Hurricane Hermine became the first to strike Florida since Wilma in 2005 when it hit the eastern Panhandle on Sept. 2 as a Category 1 storm, causing one death, storm surge damage to beachfront homes and downed trees and powerlines. That 11-year lull between storms hitting Florida was the longest on record.

The last storm to hit the Atlantic side of Florida was Hurricane Katrina, which struck in 2005 on its way to devastating the Gulf coast.

Wilma made landfall as a Category 3 storm with 120 mph winds, killing five people as it pushed from southwest Florida, through the Everglades and into the Fort Lauderdale and Palm Beach area, causing an estimated $21 billion in damage and leaving thousands of residents without power for more than a week. It concluded a two-year span when a record eight hurricanes hit the state.

Governors in Florida, Georgia, South Carolina and North Carolina declared states of emergency. President Barack Obama canceled campaign and health care events in Florida on Wednesday and would instead visit the headquarters of the Federal Emergency Management Agency.

Some airlines let passengers change travel plans without penalty if their trip might be affected by Matthew.

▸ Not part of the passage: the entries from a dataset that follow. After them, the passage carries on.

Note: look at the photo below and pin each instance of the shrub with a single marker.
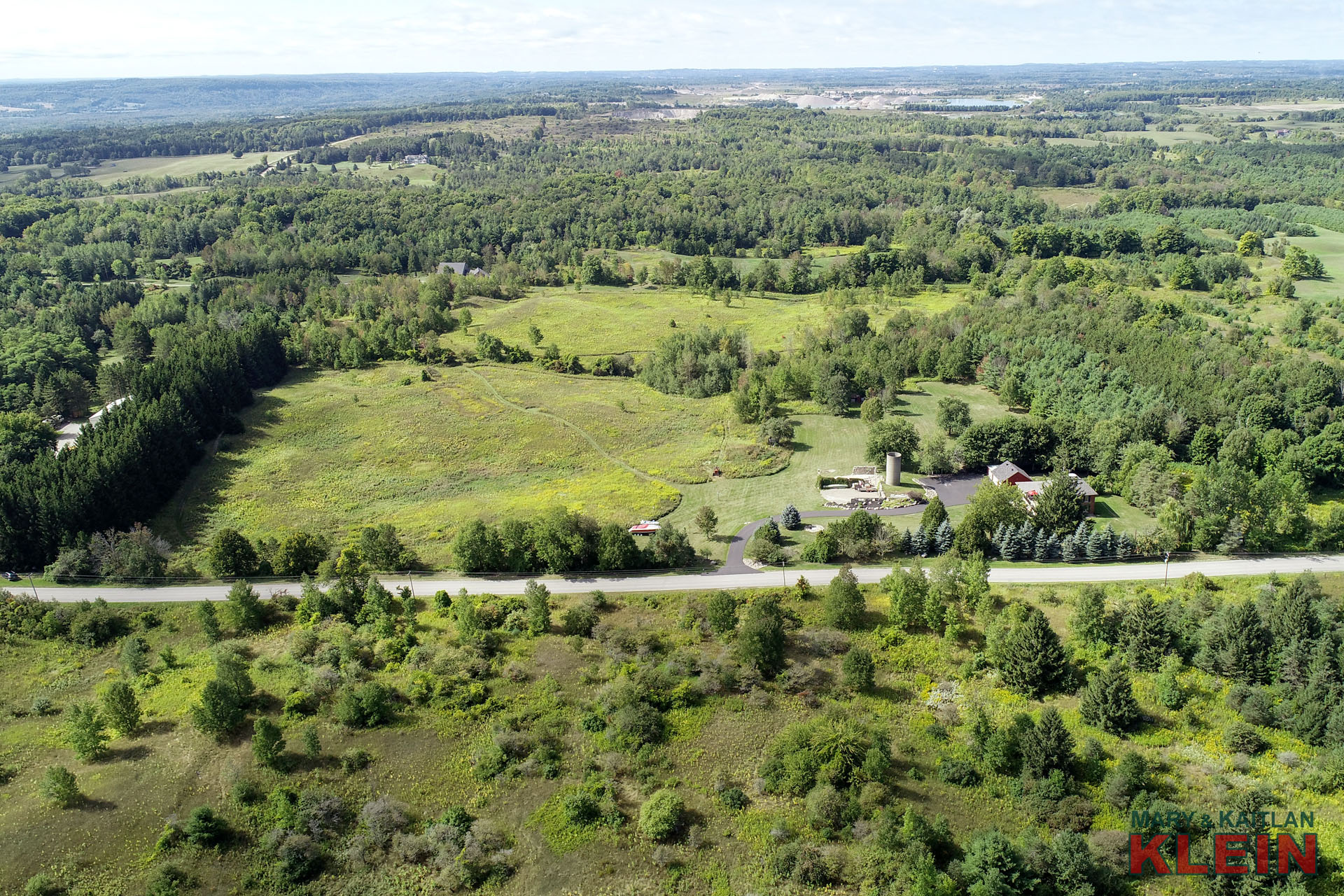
(85, 734)
(168, 880)
(580, 621)
(355, 760)
(958, 771)
(42, 886)
(204, 828)
(59, 788)
(1242, 738)
(121, 707)
(734, 798)
(722, 613)
(268, 743)
(824, 808)
(857, 669)
(660, 814)
(368, 706)
(581, 808)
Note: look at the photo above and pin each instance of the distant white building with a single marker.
(69, 434)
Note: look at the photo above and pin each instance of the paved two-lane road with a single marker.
(714, 580)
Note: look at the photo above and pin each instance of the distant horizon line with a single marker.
(685, 71)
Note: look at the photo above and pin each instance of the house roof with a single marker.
(1037, 486)
(1002, 472)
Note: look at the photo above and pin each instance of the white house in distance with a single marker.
(69, 434)
(1031, 489)
(460, 269)
(1007, 472)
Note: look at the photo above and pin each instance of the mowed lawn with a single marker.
(1329, 246)
(823, 444)
(336, 450)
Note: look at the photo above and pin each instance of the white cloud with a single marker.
(100, 39)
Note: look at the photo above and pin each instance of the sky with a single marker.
(159, 38)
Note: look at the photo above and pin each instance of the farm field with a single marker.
(608, 320)
(332, 451)
(336, 450)
(116, 169)
(1329, 246)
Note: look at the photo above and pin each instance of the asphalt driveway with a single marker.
(953, 488)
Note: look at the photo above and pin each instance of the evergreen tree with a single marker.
(944, 536)
(1034, 660)
(974, 580)
(1082, 532)
(1109, 542)
(934, 514)
(1089, 618)
(268, 743)
(85, 734)
(996, 540)
(1027, 539)
(1047, 746)
(1144, 633)
(538, 608)
(1292, 613)
(1041, 548)
(1170, 691)
(906, 590)
(1246, 645)
(1096, 548)
(1324, 669)
(1294, 663)
(1108, 700)
(312, 745)
(843, 606)
(1059, 507)
(121, 707)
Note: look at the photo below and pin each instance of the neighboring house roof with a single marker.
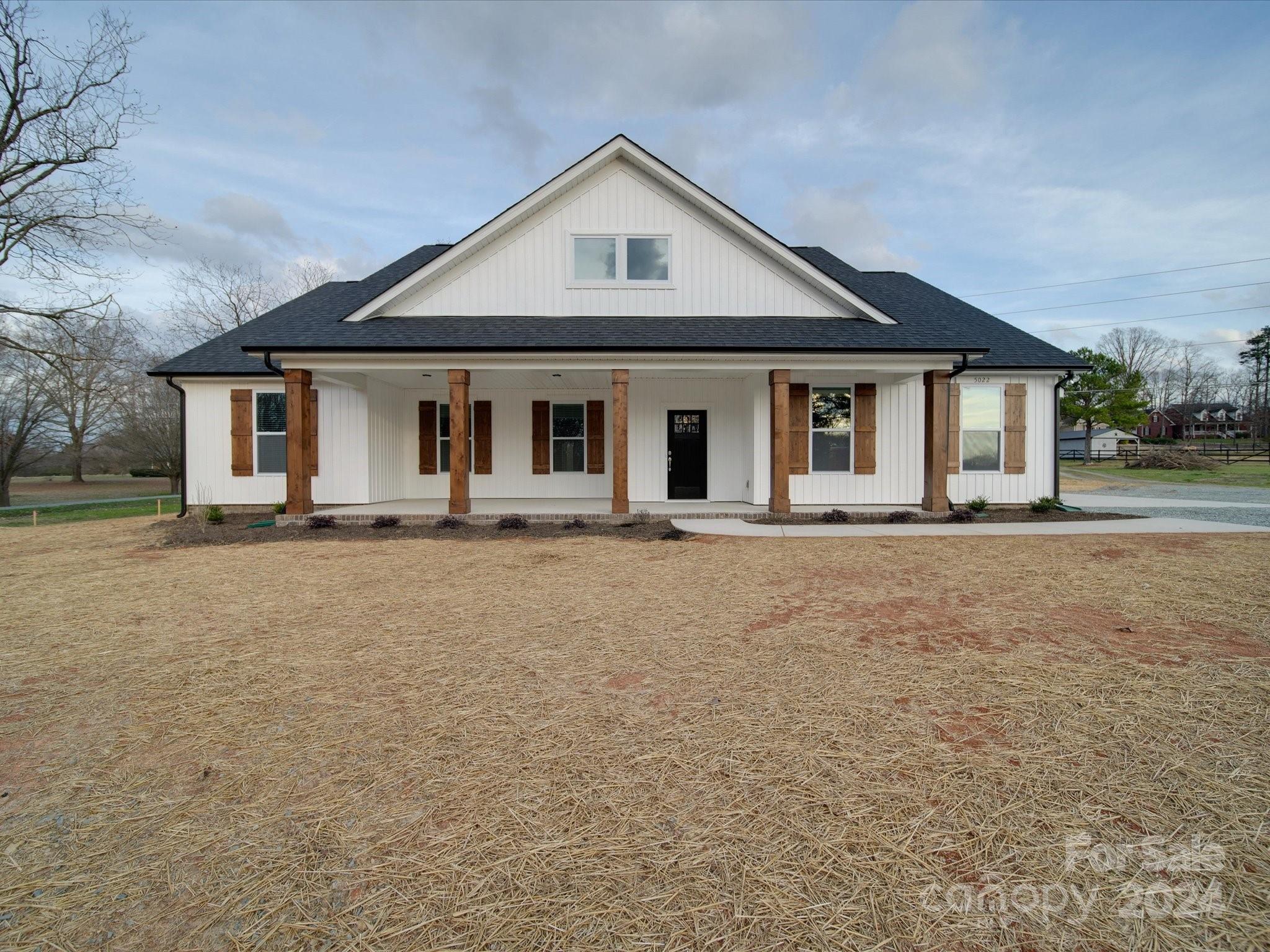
(926, 320)
(1101, 433)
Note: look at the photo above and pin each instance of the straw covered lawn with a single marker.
(609, 744)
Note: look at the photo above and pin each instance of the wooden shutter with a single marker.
(541, 436)
(429, 437)
(313, 432)
(801, 421)
(595, 437)
(242, 432)
(483, 437)
(954, 428)
(1016, 427)
(866, 430)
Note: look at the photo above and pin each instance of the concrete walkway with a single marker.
(1101, 527)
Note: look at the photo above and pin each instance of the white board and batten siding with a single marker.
(342, 443)
(714, 272)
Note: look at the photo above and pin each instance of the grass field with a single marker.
(1251, 475)
(35, 490)
(590, 743)
(86, 512)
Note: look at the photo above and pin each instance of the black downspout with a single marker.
(184, 483)
(1059, 446)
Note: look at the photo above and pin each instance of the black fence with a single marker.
(1236, 451)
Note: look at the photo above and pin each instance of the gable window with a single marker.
(443, 437)
(831, 430)
(595, 259)
(271, 434)
(648, 259)
(568, 438)
(981, 430)
(620, 259)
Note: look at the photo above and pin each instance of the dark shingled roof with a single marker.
(929, 320)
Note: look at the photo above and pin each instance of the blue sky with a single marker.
(981, 146)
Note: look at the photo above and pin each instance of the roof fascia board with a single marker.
(659, 170)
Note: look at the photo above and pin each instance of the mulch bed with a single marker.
(192, 531)
(991, 516)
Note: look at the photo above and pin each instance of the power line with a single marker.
(1140, 298)
(1118, 277)
(1143, 320)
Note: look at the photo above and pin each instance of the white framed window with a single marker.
(619, 260)
(982, 414)
(443, 437)
(271, 434)
(568, 437)
(831, 430)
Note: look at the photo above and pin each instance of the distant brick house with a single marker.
(1194, 421)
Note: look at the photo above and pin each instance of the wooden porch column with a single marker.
(935, 456)
(300, 496)
(779, 382)
(621, 503)
(460, 489)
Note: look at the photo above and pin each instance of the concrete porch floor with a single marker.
(571, 508)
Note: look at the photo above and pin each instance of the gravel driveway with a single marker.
(1245, 513)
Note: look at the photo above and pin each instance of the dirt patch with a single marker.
(193, 532)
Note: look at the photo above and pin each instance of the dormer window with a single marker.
(619, 260)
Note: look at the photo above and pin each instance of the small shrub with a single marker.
(1044, 505)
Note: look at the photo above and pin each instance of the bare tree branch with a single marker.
(65, 193)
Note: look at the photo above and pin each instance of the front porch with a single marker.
(580, 439)
(544, 509)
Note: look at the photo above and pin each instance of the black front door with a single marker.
(686, 455)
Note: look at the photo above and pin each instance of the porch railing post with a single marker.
(779, 382)
(621, 501)
(300, 498)
(460, 487)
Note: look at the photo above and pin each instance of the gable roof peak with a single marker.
(624, 148)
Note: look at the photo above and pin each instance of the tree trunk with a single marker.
(76, 451)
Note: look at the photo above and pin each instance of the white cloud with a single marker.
(841, 221)
(499, 115)
(634, 59)
(935, 54)
(244, 215)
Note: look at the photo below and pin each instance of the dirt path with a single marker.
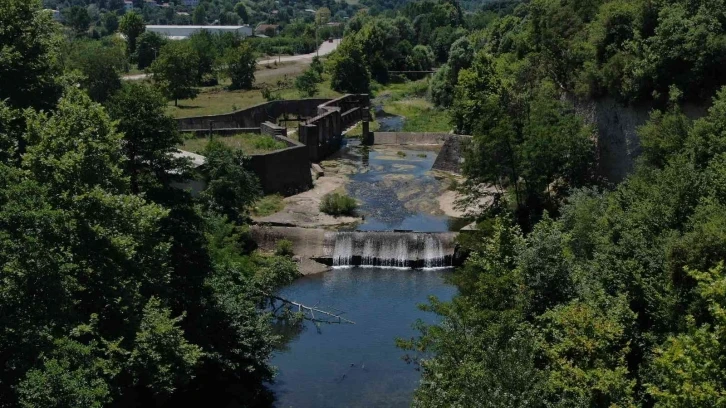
(288, 64)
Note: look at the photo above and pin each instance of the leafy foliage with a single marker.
(336, 204)
(606, 306)
(132, 26)
(240, 66)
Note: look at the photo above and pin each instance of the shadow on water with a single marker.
(396, 189)
(357, 365)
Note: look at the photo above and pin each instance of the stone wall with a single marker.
(323, 133)
(220, 132)
(255, 115)
(285, 171)
(618, 144)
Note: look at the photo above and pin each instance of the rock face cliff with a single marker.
(617, 129)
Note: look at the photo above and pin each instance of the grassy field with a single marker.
(248, 143)
(268, 205)
(217, 99)
(420, 114)
(408, 99)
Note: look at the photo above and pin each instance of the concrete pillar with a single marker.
(367, 137)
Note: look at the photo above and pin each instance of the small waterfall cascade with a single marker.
(390, 249)
(343, 252)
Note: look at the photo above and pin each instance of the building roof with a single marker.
(264, 27)
(200, 27)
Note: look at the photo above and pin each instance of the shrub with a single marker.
(268, 143)
(283, 247)
(268, 205)
(338, 204)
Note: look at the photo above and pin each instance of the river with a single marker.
(356, 365)
(359, 365)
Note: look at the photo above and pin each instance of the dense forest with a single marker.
(97, 14)
(579, 291)
(113, 280)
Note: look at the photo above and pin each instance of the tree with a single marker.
(150, 136)
(175, 71)
(77, 17)
(240, 65)
(688, 369)
(241, 11)
(100, 66)
(200, 15)
(205, 45)
(161, 354)
(132, 26)
(307, 83)
(231, 189)
(28, 68)
(421, 59)
(148, 47)
(110, 22)
(322, 16)
(348, 68)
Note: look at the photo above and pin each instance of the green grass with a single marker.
(336, 204)
(420, 114)
(217, 99)
(268, 205)
(248, 142)
(408, 99)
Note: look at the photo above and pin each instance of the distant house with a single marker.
(55, 14)
(178, 32)
(268, 29)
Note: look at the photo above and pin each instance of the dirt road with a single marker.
(325, 48)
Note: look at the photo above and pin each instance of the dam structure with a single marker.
(386, 249)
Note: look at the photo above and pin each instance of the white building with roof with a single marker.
(177, 32)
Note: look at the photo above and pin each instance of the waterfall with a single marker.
(433, 253)
(343, 253)
(390, 249)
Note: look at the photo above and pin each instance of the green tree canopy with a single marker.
(148, 47)
(348, 68)
(132, 26)
(175, 71)
(240, 64)
(28, 68)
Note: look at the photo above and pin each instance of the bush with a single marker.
(283, 247)
(268, 143)
(338, 204)
(307, 83)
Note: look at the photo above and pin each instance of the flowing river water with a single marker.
(358, 365)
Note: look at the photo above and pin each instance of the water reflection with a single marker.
(356, 365)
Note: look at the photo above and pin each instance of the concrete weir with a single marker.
(317, 249)
(389, 249)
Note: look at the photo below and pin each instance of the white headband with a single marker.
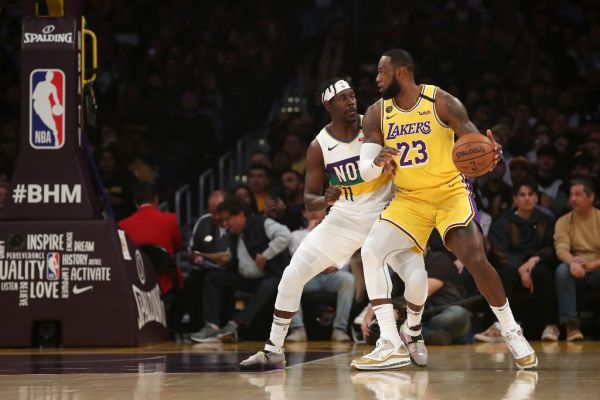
(334, 89)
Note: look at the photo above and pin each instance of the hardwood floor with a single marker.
(316, 370)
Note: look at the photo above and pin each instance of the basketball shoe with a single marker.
(519, 347)
(263, 360)
(385, 356)
(416, 346)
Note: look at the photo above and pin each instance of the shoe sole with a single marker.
(227, 337)
(485, 339)
(412, 359)
(206, 340)
(528, 366)
(261, 367)
(378, 367)
(416, 363)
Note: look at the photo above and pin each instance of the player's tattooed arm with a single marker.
(372, 124)
(314, 180)
(373, 134)
(453, 113)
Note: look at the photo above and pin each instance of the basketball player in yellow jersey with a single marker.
(411, 131)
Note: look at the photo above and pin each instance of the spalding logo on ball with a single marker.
(473, 154)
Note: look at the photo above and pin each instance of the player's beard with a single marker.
(392, 90)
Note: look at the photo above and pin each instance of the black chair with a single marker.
(174, 300)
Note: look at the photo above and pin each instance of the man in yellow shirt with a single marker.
(577, 244)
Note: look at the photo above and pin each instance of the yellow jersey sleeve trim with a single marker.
(382, 116)
(423, 87)
(435, 88)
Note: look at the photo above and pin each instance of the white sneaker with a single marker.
(384, 356)
(520, 348)
(490, 335)
(550, 333)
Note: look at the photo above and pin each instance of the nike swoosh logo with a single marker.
(77, 290)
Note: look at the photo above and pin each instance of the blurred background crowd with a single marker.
(181, 81)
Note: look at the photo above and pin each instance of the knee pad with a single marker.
(416, 287)
(377, 277)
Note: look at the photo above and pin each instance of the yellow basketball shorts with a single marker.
(417, 212)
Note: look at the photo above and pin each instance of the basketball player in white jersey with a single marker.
(355, 205)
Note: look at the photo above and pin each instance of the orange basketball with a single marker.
(473, 154)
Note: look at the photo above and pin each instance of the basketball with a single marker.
(57, 109)
(473, 154)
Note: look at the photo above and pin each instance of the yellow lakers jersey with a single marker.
(424, 143)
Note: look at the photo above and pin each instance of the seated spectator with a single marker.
(520, 169)
(208, 234)
(332, 280)
(443, 323)
(294, 147)
(286, 204)
(259, 255)
(581, 168)
(293, 192)
(259, 181)
(244, 193)
(207, 249)
(149, 225)
(493, 193)
(522, 246)
(261, 157)
(4, 188)
(577, 244)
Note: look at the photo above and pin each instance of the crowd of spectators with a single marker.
(180, 81)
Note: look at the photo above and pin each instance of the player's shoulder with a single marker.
(374, 108)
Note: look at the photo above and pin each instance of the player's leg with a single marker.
(410, 267)
(457, 222)
(467, 244)
(386, 244)
(330, 243)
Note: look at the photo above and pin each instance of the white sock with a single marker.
(387, 323)
(505, 317)
(279, 330)
(413, 319)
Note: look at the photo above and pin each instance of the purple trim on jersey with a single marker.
(473, 215)
(407, 233)
(329, 167)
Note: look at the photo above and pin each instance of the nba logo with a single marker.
(53, 266)
(46, 108)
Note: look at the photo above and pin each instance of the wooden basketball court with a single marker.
(316, 370)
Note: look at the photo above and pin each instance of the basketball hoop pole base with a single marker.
(59, 259)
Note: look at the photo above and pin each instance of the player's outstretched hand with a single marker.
(332, 193)
(497, 148)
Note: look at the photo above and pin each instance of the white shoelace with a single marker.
(518, 345)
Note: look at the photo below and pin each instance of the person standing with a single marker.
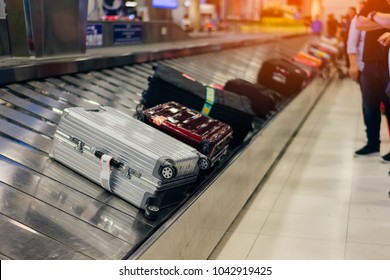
(316, 26)
(332, 26)
(374, 77)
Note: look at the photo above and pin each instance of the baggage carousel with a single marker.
(48, 211)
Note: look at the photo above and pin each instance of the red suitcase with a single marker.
(209, 136)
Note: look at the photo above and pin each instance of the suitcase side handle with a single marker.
(114, 163)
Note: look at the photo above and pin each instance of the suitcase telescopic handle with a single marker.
(114, 163)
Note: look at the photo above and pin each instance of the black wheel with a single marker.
(204, 163)
(168, 172)
(141, 117)
(205, 147)
(151, 212)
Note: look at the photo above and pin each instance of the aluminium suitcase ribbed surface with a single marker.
(143, 150)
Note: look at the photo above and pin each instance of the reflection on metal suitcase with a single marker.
(282, 76)
(127, 157)
(209, 136)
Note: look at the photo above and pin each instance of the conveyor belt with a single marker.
(48, 211)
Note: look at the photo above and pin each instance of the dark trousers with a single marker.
(374, 80)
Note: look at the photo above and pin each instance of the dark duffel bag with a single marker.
(168, 84)
(264, 100)
(282, 76)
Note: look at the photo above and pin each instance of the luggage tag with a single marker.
(210, 98)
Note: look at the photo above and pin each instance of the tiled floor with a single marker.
(319, 202)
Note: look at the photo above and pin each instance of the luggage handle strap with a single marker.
(105, 172)
(210, 98)
(106, 162)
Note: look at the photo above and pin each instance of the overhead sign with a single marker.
(168, 4)
(127, 33)
(94, 35)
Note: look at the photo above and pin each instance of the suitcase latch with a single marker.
(79, 144)
(131, 172)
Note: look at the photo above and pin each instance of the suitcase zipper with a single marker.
(81, 147)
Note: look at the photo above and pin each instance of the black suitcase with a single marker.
(168, 84)
(264, 100)
(282, 76)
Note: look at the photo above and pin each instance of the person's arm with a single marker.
(384, 39)
(382, 19)
(365, 24)
(352, 50)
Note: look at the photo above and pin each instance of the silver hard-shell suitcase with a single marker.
(129, 158)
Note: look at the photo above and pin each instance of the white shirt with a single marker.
(355, 42)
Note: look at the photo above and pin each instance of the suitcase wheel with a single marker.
(139, 108)
(151, 211)
(204, 163)
(141, 117)
(168, 172)
(205, 147)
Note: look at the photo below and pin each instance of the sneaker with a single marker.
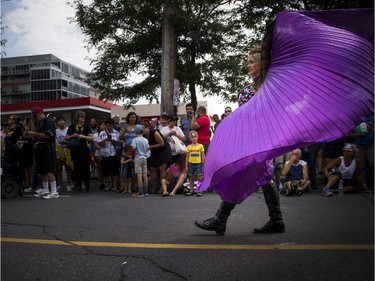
(30, 189)
(327, 192)
(137, 195)
(40, 194)
(40, 190)
(51, 196)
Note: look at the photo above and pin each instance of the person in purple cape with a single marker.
(318, 85)
(271, 196)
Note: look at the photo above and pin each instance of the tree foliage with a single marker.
(212, 41)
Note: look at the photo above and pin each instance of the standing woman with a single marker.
(172, 130)
(160, 155)
(63, 155)
(97, 156)
(80, 154)
(27, 153)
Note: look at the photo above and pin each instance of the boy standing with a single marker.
(194, 159)
(141, 146)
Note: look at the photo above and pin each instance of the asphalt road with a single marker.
(110, 236)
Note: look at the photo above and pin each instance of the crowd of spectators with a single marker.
(138, 156)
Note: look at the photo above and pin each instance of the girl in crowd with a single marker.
(160, 155)
(127, 135)
(97, 156)
(63, 155)
(127, 170)
(80, 154)
(176, 174)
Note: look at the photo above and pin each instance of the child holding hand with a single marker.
(194, 160)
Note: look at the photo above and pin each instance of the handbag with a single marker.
(73, 143)
(179, 145)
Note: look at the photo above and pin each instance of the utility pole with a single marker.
(169, 58)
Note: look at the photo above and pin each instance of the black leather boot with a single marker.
(218, 223)
(275, 224)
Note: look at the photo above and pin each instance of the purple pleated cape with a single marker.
(319, 86)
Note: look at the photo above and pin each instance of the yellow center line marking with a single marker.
(194, 246)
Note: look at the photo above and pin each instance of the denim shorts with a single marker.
(195, 169)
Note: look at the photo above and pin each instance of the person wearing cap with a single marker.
(201, 123)
(363, 137)
(163, 121)
(116, 122)
(296, 173)
(44, 153)
(141, 146)
(347, 169)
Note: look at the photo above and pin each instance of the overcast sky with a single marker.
(35, 27)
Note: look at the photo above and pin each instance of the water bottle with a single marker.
(341, 188)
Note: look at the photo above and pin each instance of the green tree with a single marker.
(2, 30)
(212, 42)
(127, 37)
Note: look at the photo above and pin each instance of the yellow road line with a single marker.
(194, 246)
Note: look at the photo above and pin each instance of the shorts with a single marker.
(45, 158)
(195, 170)
(140, 166)
(110, 166)
(127, 171)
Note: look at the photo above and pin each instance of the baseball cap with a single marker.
(139, 129)
(36, 110)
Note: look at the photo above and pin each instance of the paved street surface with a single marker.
(110, 236)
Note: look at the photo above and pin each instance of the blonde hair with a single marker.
(193, 133)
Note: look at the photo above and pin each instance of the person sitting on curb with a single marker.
(347, 169)
(296, 174)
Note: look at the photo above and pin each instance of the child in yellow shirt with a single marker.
(194, 161)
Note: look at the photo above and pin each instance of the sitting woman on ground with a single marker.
(80, 154)
(346, 169)
(176, 175)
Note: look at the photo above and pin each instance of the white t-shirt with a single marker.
(60, 136)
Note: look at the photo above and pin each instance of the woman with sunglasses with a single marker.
(80, 154)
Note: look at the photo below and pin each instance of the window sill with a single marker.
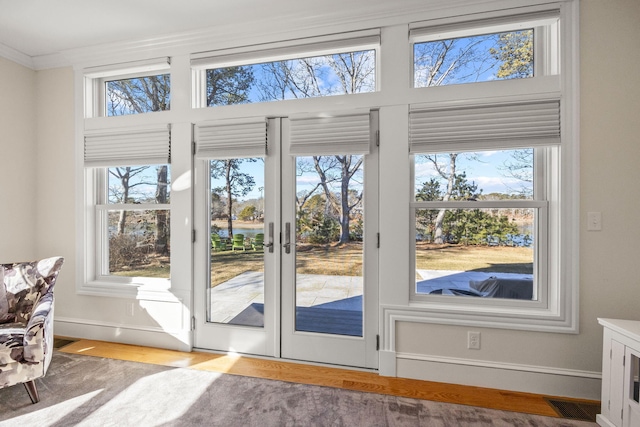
(157, 290)
(515, 318)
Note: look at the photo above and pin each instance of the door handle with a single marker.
(270, 244)
(287, 238)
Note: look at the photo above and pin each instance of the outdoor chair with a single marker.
(217, 243)
(238, 242)
(26, 321)
(258, 242)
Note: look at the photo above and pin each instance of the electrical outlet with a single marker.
(130, 309)
(473, 340)
(594, 221)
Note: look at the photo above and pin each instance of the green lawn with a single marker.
(346, 260)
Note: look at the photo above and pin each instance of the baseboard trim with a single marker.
(504, 376)
(180, 340)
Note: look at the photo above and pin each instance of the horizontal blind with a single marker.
(339, 134)
(498, 126)
(128, 147)
(231, 139)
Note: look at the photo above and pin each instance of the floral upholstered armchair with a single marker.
(26, 321)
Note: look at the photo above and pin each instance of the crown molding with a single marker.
(16, 56)
(259, 32)
(264, 31)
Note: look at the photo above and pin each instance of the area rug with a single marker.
(92, 391)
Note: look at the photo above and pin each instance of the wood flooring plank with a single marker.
(321, 375)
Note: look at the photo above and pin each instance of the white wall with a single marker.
(18, 162)
(564, 364)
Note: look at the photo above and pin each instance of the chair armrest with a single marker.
(39, 331)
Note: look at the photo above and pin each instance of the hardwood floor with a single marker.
(323, 376)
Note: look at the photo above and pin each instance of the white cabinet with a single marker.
(620, 373)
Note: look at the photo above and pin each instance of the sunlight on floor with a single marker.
(154, 399)
(62, 409)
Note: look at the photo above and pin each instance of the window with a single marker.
(476, 222)
(487, 170)
(138, 95)
(320, 67)
(128, 200)
(133, 217)
(499, 56)
(131, 89)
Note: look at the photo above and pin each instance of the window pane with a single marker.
(474, 59)
(475, 252)
(482, 175)
(139, 184)
(329, 251)
(139, 243)
(338, 74)
(138, 95)
(236, 293)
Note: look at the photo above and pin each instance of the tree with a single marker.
(514, 51)
(347, 166)
(227, 86)
(248, 213)
(352, 72)
(162, 224)
(236, 183)
(123, 192)
(520, 167)
(138, 95)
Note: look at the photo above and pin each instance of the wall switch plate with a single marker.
(473, 340)
(594, 221)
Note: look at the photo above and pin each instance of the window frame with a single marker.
(555, 75)
(543, 179)
(95, 206)
(281, 51)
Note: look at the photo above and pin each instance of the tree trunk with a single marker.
(162, 227)
(125, 199)
(344, 201)
(451, 178)
(229, 199)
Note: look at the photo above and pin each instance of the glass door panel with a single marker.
(236, 294)
(329, 250)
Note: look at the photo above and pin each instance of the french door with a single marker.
(290, 270)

Gov. Nikki Haley said state officials would reverse lanes on major evacuation routes in South Carolina. It would be the first major evacuation since Hurricane Floyd in 1999, when the governor at the time didn’t reverse the lanes and Interstate 26 became a parking lot.

“We’ve been though winter storms. We’ve been through a 1,000-year flood. A hurricane is different. I don’t want anyone to look at the last couple of tragedies we’ve gone through and think this is similar,” Haley said.